On first boot, choose the default option
from the Start menu, and a few moments later, you'll see the login prompt. The
default login and password is 'stress' for both, after which you'll be asked to
choose a keyboard layout followed by a script called 'sensors-detect'. See the
box' Temperature monitoring over the page for further details, otherwise, skip
this step by selecting 'no’ for every option. You'll then be dropped back to
the command line, where you'll see a useful list of included utilities.
Burn utilities
In the list of utilities, you'll see
'stress' as well as other tools that will put your storage and networking
through the ring of fire. But the ones we're interested in are the 'burn' commands.
These are designed to specifically heat up your CPU using hand-crafted
assembler code to target every area of your silicon. The platforms supported,
as described by their names, are dated, but choosing between 'burnK7' and
'burnP6', for AMD and Intel platforms respectively, will still yield good
results on modern hardware.
You will also need to run an instance of
each command for each CPU core.
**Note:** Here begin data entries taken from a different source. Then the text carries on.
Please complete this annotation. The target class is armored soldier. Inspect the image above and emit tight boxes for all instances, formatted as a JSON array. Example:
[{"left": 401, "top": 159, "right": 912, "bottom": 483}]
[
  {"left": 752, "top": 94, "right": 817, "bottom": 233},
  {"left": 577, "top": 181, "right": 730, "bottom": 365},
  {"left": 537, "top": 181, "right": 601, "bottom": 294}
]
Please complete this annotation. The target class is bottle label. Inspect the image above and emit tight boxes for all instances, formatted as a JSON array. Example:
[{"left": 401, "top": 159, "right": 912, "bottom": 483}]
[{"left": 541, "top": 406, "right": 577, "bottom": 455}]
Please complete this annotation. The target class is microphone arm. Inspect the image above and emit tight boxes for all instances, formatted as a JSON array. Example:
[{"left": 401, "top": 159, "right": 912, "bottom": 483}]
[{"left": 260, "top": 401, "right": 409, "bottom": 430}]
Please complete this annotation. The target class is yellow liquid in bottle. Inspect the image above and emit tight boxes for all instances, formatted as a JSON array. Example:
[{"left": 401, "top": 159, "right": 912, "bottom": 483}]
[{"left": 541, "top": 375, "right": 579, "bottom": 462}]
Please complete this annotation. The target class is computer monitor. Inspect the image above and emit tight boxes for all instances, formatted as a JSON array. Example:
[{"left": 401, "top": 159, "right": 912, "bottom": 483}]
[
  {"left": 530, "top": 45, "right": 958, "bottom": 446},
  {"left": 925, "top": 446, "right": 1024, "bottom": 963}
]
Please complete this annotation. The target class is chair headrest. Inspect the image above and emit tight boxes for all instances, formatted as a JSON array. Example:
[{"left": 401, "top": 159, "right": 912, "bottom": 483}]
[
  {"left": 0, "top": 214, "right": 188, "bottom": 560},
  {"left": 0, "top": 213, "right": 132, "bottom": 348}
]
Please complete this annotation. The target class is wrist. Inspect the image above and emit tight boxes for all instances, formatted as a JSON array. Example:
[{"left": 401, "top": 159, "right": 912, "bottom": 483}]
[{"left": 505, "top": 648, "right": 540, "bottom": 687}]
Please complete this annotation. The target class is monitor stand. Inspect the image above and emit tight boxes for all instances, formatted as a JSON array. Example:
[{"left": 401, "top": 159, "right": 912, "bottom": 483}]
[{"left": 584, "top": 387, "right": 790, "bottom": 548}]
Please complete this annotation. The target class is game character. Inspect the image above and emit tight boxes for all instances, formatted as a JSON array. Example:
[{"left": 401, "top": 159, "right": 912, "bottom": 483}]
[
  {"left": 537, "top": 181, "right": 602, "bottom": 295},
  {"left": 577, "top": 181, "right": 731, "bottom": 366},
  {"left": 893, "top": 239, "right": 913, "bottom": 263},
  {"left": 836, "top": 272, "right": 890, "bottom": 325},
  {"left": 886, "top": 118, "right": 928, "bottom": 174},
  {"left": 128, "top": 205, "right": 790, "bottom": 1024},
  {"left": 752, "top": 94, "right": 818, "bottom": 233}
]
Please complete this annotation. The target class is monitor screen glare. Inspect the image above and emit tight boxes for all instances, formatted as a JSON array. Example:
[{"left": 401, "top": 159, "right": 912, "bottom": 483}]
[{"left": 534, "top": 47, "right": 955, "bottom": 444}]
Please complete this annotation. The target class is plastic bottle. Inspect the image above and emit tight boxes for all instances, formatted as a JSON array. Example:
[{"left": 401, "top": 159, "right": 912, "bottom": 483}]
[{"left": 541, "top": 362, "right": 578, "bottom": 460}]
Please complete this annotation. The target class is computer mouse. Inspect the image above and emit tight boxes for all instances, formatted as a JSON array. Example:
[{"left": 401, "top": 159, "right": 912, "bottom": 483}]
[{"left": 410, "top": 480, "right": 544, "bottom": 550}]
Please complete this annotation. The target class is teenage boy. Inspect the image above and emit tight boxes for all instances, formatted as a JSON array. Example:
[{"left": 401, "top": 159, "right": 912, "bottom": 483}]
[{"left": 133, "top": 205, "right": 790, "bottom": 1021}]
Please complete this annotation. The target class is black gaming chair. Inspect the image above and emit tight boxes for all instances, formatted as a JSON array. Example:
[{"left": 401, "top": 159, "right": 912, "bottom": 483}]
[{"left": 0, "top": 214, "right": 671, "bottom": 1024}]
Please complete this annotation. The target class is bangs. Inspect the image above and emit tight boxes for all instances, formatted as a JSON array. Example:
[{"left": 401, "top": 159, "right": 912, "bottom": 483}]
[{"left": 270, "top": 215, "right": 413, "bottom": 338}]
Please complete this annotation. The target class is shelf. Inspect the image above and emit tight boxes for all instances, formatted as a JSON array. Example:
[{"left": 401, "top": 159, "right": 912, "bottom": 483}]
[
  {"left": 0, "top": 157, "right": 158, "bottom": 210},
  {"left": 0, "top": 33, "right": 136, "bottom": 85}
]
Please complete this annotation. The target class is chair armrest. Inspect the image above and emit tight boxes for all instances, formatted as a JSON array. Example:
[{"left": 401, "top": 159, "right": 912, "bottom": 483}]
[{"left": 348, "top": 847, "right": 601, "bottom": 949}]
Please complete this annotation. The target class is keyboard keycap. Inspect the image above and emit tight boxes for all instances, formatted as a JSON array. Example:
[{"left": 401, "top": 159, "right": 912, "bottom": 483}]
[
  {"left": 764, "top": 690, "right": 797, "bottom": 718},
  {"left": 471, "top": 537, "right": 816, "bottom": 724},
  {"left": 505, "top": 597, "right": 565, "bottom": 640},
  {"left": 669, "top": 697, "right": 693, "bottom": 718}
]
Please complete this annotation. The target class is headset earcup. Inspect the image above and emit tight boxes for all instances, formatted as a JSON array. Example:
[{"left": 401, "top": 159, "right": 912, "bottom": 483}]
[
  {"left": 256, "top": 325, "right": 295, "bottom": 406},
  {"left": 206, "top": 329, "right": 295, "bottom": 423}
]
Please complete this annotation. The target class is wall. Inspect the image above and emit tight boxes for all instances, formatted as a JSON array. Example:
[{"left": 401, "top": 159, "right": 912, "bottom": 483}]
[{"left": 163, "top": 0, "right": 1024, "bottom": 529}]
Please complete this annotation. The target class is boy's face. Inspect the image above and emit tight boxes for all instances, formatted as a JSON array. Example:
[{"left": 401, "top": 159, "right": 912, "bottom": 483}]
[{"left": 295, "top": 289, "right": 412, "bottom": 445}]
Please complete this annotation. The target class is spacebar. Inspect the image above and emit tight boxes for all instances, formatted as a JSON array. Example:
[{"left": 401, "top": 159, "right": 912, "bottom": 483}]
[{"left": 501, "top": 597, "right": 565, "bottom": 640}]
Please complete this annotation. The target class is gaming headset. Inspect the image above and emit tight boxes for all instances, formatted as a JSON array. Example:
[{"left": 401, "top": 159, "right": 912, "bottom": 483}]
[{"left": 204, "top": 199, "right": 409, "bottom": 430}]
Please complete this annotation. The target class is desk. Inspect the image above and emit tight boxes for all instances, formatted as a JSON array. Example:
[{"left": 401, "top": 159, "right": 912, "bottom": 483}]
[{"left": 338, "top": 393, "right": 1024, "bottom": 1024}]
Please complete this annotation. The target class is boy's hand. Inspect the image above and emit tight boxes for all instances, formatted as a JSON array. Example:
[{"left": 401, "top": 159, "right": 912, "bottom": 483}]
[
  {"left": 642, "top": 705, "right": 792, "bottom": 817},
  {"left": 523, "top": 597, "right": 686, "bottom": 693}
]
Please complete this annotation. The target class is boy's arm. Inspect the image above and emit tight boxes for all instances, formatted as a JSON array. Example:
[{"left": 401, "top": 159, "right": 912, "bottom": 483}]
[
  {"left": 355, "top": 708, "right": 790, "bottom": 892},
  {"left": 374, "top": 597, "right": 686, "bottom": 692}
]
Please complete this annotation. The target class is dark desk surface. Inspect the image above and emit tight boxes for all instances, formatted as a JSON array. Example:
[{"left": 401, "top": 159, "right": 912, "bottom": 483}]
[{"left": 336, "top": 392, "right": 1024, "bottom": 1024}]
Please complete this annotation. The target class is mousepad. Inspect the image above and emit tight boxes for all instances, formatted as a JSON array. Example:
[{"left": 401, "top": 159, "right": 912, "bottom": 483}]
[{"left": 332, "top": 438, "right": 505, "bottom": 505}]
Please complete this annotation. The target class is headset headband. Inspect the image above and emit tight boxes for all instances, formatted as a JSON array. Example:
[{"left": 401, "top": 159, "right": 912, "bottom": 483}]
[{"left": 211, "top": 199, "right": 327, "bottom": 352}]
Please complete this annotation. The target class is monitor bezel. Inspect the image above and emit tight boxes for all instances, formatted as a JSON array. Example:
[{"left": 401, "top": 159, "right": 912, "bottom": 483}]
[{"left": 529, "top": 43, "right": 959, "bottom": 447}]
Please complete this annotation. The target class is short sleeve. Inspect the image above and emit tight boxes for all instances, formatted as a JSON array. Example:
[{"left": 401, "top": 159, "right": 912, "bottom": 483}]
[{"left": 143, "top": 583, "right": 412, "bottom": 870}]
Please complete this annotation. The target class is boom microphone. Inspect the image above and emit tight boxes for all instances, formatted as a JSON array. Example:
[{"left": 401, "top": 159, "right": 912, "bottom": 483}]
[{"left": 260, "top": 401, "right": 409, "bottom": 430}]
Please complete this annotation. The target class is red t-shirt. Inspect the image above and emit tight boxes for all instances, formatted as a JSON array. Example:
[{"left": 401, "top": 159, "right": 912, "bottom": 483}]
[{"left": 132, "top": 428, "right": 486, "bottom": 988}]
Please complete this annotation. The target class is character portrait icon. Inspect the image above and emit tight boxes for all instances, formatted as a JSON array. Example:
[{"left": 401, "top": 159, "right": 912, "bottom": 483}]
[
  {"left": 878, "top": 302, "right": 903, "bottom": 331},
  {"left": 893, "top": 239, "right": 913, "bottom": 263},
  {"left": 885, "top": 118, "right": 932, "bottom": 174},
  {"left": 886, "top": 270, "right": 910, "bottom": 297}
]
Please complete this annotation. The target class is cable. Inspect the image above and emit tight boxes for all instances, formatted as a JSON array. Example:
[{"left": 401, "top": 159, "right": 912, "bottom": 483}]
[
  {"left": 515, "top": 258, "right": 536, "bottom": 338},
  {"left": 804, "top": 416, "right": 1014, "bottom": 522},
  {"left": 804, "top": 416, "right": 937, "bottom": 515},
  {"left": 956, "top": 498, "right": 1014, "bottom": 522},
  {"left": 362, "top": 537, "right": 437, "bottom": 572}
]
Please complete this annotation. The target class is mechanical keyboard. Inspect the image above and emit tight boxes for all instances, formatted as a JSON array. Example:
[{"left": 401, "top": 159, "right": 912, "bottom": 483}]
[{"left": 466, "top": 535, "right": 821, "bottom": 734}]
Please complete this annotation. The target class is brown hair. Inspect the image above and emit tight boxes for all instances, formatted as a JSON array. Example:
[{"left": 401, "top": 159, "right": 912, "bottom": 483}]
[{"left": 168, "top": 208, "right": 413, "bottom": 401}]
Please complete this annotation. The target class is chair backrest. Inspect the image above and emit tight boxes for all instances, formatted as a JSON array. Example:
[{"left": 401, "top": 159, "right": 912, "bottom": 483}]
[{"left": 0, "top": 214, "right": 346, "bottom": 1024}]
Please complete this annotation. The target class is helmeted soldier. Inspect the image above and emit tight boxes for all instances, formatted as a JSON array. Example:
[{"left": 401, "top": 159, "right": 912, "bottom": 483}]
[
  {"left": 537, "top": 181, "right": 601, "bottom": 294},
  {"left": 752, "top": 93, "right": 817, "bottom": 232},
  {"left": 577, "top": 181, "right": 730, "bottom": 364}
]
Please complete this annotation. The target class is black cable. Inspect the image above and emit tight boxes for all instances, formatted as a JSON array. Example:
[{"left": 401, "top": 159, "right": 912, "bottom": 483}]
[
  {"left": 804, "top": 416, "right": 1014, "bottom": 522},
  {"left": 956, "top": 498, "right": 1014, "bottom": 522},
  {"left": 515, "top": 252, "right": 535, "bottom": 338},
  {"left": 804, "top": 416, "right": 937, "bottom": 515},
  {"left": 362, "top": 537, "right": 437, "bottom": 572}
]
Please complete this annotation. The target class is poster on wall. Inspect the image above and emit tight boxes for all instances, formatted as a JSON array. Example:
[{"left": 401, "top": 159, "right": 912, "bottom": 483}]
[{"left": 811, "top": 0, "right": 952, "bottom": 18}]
But unless you've got a little Linux
experience, it won't be obvious how to do this from a single command prompt.
The answer is to either switch to a different login prompt with [CTRL] + (Alt]
and a function key, or to run the command as follows: nohup burnP6 &.
This will run the burn command in the
background and allow you to continue typing into the terminal, and you can
enclose as many commands within 'nohup' and to run as many processes as you
wish. It's then a case of making sure your fire alarm is working and leaving
your system running for a day or two. If your PC survives, it’s in awesome
shape. If not, you'll need to look into buying extra cooling or power
provision.
Monitoring temperatures
All the burn-in tools we've covered are
great for stressing out your system, but they provide very little feedback.
This is because most people will monitor the state of their systems using
different methods. The best way on Linux is to install a package called
'lm-sensors'.
There
are many graphical front-ends to 'sensors'. Just search through your distros
package manager and try a few. This one is KDE's KSysGuard
This will then give you access to a script
called 'sensors-detect', which you'll need to run from the command line with
system administrator privileges -type sudo sensors-detect from the Ubuntu
terminal, for example. You'll then be asked a series of questions -these are
the same questions asked by the StressLinux distribution, because it’s
configuringthe sensors package for you. You can mostly leave the questions at
theirdefaultvalues, and sensors-detect will go off and attempt to discover the
various sensors within your system. The final question will ask whether the
tool can create a configuration file. Say'Yes', and everything should be
configured. Now, when you type sensors as an ordinary user, you'll see a table
containing the various readings for your hardware, and you'll be able to
monitor the effect your stress testing is having on your system.